Many techniques have been recently developed for testing deep learning (DL) libraries, recently. Although these techniques have effectively improved API and code coverage and detected unknown bugs, they rely on black-box fuzzing for input generation. Concolic testing (also known as dynamic symbolic execution) can be more effective in exploring diverse execution paths, but applying it to DL libraries is extremely challenging due to their inherent complexity. In this paper, we introduce the first concolic testing technique for DL libraries. Our technique offers a lightweight approach that significantly reduces the heavy overhead associated with traditional concolic testing.

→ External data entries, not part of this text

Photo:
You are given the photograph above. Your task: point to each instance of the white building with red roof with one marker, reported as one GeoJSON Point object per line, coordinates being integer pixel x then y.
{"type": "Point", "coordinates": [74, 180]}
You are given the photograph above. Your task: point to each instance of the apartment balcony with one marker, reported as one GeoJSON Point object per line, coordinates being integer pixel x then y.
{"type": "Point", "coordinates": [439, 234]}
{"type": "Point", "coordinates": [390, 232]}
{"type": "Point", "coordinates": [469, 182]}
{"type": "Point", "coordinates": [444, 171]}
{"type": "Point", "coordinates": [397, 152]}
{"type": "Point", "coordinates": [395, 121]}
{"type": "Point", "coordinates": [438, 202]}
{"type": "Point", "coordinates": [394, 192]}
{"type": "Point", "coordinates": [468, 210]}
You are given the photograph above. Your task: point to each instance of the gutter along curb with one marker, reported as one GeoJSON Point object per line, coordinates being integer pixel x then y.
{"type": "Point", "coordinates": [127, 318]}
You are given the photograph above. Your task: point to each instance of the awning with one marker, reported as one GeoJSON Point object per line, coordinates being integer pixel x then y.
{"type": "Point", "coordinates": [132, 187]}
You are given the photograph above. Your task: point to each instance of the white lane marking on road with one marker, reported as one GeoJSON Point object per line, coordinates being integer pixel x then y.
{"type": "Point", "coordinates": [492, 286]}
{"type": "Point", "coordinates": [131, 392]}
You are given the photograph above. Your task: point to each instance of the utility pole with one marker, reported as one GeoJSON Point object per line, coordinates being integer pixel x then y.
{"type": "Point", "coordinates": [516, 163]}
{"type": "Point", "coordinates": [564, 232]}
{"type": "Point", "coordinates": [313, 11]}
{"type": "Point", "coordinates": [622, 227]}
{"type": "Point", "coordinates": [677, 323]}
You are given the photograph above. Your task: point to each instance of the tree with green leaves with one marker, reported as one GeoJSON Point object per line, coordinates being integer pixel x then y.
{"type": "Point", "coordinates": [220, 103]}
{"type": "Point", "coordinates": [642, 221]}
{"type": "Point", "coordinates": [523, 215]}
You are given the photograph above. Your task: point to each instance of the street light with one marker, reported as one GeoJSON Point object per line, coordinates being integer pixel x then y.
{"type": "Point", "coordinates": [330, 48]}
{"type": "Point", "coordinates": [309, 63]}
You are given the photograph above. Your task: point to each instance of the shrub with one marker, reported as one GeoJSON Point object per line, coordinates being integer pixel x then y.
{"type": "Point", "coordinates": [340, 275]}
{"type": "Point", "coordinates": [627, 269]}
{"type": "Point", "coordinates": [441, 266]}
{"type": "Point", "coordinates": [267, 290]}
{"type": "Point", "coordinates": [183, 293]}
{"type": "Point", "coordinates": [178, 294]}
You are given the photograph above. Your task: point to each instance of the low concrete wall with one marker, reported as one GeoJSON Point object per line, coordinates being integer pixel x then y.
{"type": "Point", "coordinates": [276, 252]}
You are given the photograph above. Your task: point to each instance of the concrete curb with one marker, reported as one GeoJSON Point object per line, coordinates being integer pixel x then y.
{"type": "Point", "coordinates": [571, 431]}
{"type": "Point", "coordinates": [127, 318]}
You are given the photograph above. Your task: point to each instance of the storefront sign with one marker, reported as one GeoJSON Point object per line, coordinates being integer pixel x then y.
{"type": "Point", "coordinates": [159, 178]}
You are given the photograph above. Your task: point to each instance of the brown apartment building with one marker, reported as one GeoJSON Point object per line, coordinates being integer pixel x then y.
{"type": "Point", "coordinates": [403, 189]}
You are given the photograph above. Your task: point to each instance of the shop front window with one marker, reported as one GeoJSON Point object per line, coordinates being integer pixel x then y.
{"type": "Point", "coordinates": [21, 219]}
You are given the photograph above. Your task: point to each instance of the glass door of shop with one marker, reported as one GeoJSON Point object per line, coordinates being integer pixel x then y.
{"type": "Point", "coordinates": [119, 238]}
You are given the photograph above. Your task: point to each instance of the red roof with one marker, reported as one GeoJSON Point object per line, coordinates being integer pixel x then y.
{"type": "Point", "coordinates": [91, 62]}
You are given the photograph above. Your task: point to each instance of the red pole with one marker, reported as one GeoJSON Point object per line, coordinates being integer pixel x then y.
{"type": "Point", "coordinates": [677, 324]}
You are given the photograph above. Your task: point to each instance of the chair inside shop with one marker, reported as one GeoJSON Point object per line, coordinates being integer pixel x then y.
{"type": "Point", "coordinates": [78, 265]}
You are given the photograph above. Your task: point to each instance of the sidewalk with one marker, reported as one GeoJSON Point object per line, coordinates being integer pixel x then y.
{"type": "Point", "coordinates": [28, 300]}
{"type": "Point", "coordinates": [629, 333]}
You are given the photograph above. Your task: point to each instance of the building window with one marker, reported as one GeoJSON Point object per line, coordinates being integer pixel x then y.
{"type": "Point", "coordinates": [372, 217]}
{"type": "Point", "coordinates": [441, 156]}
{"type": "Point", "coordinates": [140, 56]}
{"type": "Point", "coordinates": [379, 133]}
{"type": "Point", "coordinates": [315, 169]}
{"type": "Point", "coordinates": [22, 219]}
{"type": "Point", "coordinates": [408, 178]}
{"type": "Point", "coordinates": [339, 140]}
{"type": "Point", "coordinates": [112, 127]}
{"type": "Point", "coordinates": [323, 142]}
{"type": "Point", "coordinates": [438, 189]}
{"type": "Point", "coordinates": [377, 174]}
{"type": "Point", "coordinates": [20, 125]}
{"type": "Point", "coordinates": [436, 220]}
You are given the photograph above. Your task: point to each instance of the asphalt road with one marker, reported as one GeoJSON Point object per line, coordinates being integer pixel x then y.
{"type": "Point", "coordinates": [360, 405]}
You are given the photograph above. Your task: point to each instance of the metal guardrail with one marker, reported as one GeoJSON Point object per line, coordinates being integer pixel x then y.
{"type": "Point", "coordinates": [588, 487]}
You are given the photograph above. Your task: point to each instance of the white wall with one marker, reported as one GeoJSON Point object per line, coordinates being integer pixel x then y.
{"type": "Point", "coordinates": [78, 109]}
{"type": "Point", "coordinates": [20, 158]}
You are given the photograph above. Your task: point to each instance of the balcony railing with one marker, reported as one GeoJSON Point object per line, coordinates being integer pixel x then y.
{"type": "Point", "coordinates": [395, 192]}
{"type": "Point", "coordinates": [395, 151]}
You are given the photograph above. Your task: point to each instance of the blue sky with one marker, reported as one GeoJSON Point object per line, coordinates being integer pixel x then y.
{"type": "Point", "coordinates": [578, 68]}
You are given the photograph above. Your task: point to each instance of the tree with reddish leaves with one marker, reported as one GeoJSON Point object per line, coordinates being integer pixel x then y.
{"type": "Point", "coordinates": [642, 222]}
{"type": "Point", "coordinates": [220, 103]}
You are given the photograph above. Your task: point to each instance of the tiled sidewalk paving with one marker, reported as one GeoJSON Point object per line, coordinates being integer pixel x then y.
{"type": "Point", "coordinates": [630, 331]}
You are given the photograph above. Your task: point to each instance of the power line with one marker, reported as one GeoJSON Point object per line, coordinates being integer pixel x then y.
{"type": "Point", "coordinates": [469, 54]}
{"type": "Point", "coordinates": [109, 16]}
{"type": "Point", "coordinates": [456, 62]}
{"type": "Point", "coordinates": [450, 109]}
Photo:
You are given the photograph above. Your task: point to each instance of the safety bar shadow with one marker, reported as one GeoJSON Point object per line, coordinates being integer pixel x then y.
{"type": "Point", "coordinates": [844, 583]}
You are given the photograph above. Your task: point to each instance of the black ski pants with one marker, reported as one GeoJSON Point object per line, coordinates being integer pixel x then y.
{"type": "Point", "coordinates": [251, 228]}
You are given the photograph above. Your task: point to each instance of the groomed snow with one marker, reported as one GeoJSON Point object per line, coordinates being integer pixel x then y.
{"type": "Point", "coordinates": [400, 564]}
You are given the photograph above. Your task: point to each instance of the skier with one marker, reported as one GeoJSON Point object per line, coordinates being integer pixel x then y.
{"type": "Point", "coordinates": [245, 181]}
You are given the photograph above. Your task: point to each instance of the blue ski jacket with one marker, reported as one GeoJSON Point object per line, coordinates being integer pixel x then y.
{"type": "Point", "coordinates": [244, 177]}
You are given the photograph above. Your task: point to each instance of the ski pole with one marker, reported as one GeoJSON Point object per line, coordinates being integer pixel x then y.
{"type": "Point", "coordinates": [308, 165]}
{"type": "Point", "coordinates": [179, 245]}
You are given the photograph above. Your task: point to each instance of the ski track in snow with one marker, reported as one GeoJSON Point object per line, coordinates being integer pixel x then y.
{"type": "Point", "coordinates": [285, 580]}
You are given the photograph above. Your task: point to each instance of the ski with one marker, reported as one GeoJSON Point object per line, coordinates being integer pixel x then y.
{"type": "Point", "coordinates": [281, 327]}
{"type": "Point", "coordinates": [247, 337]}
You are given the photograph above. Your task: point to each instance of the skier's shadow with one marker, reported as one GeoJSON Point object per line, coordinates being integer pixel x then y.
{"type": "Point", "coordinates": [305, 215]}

While symbolic execution maintains symbolic expressions for every variable with non-concrete values to build a path condition, our technique computes approximate path conditions by inferring branch conditions via inductive program synthesis. Despite potential imprecision from approximation, our method’s light overhead allows for effective exploration of diverse execution paths within the complex implementations of DL libraries. We have implemented our tool, PathFinder, and evaluated it on PyTorch and TensorFlow. Our results show that PathFinder outperforms existing API-level DL library fuzzers by achieving 57% more branch coverage on average; up to 58% higher than TitanFuzz and 125% higher than FreeFuzz. PathFinder is also effective in bug detection, uncovering 61 crash bugs, 59 of which were confirmed by developers as previously unknown, with 32 already fixed.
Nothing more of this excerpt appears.